Astrocytomas often have high recurrence rates and may be resistant to chemotherapy and radiation therapy. One of the reasons behind this high recurrence rate may be glioma stem cells (GSCs) which allow for tumorigenicity and stem-cell renewal [203]. Additionally, different types of astrocytomas present with molecular heterogeneity, making it difficult to develop targeted therapeutics [206]. Despite this molecular heterogeneity, targeted therapies may show promise against specific astrocytomas. As discussed previously, some astrocytomas have been found to contain the BRAF V600E mutation, with the highest rate of the mutation found in pleomorphic xanthoastrocytomas [30]. Studies evaluating the use of BRAF V600E kinase inhibitors in various astrocytomas have had interesting results [207, 208]. A basket trial by Kaley et al. [207] looking at the BRAF V600E kinase inhibitor vemurafenib found that patients with pleomorphic xanthoastrocytomas responded best to the drug, while patients with other astrocytomas had variable response. Unfortunately, high-grade astrocytomas tend to have low rates of the BRAF V600E mutation, which may limit the application of vemurafenib and other BRAF V600E kinase inhibitors to a subgroup of astrocytomas [209]. An additional targeted therapeutic that shows potential against high-grade astrocytomas is Erdafitinib, a tyrosine kinase inhibitor of fibroblast growth factor receptor 1–4 (FGFR1–4) [208]. This drug is currently in phase II clinical trials (NCT04083976). Inhibitors of the mutated form of IDH may also prove beneficial against astrocytomas that display this mutation. Potential therapeutics against astrocytomas with mutant IDH1 include AG-5198 and ivosidenib. Additionally, enasidenib may prove to be a potential therapeutic against astrocytomas with mutant IDH2 [206].
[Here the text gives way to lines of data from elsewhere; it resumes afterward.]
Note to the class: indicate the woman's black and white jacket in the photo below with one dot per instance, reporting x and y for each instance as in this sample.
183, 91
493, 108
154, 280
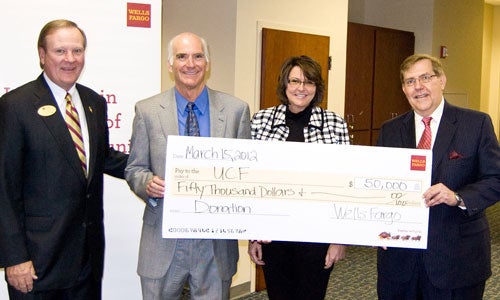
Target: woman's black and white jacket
324, 126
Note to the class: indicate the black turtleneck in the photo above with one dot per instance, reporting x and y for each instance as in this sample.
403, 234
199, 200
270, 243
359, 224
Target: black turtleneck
296, 123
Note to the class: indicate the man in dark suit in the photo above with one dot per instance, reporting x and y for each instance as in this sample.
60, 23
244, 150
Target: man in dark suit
465, 181
51, 210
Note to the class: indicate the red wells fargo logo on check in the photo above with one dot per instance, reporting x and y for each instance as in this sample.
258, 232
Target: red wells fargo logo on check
418, 162
139, 15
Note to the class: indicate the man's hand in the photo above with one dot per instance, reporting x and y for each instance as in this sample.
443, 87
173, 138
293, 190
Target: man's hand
156, 187
255, 252
21, 276
334, 254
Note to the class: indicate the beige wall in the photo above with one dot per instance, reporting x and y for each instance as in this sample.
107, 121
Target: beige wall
491, 65
397, 15
471, 31
459, 26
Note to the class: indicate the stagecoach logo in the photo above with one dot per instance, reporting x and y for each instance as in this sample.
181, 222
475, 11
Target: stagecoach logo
139, 15
418, 163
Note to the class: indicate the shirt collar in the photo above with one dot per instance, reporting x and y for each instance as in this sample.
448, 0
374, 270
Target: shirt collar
436, 114
58, 92
201, 102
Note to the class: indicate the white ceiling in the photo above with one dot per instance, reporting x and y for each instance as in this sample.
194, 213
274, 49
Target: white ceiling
493, 2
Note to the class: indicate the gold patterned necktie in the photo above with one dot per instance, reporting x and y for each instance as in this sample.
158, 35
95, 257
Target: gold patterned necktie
73, 123
192, 128
425, 140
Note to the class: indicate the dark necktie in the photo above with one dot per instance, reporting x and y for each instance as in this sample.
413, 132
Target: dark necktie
425, 140
73, 123
192, 128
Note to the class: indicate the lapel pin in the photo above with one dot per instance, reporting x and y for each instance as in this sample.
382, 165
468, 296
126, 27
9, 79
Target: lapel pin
47, 110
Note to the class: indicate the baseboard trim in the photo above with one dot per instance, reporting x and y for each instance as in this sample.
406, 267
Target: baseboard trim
239, 290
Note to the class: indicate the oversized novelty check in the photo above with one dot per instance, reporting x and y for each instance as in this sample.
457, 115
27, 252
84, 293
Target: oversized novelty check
219, 188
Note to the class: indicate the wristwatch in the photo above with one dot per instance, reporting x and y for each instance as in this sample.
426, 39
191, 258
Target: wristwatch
459, 199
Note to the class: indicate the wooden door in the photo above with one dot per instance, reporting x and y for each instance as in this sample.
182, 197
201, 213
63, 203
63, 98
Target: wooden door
359, 76
391, 48
278, 45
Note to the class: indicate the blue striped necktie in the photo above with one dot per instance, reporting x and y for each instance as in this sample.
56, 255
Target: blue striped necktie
192, 128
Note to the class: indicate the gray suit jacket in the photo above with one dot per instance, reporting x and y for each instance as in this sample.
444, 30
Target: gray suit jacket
155, 119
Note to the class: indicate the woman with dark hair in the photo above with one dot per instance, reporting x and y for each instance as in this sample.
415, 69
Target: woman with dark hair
298, 270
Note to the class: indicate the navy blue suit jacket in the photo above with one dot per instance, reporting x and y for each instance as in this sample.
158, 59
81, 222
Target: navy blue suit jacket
466, 158
49, 212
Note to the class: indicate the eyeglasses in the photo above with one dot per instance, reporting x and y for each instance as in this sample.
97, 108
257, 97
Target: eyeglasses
295, 82
426, 78
184, 56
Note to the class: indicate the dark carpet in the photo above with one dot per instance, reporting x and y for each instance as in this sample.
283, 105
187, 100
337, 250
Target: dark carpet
354, 278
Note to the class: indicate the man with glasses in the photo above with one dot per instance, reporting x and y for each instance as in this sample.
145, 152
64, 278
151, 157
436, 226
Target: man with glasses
190, 108
465, 181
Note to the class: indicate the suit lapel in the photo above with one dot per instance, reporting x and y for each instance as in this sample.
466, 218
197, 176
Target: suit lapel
408, 131
56, 125
167, 114
446, 131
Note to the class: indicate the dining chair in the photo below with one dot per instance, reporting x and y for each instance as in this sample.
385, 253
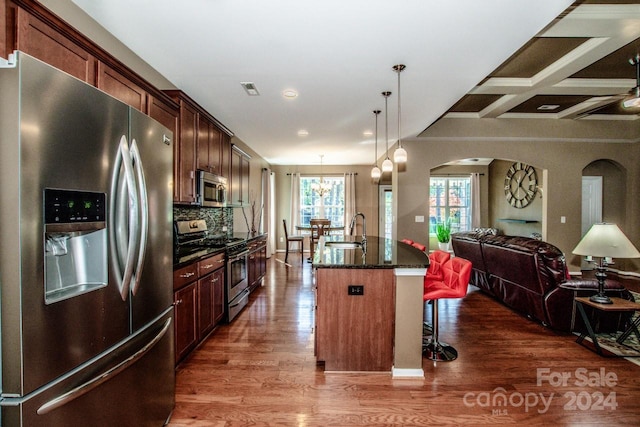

Staging based on physical and genetic characteristics, imaging, RT, chemotherapy, surgical management, and targeted therapies all serve an integral function in the understanding and management of astrocytomas. Genetic mutations and a variety of imaging modalities are playing an increasingly more important role in the staging and consideration of treatment approaches for astrocytomas. With the ever-increasing interest in targeting the mechanism of each mutation that drives tumor formation, genetic characterization and targeted therapies for astrocytoma treatment will likely continue to develop in conjunction with surgical and radiation therapy. While not always improving the speed and efficiency of surgery, the newest surgical techniques may dramatically improve the field of resection and most importantly improve mortality and quality of life.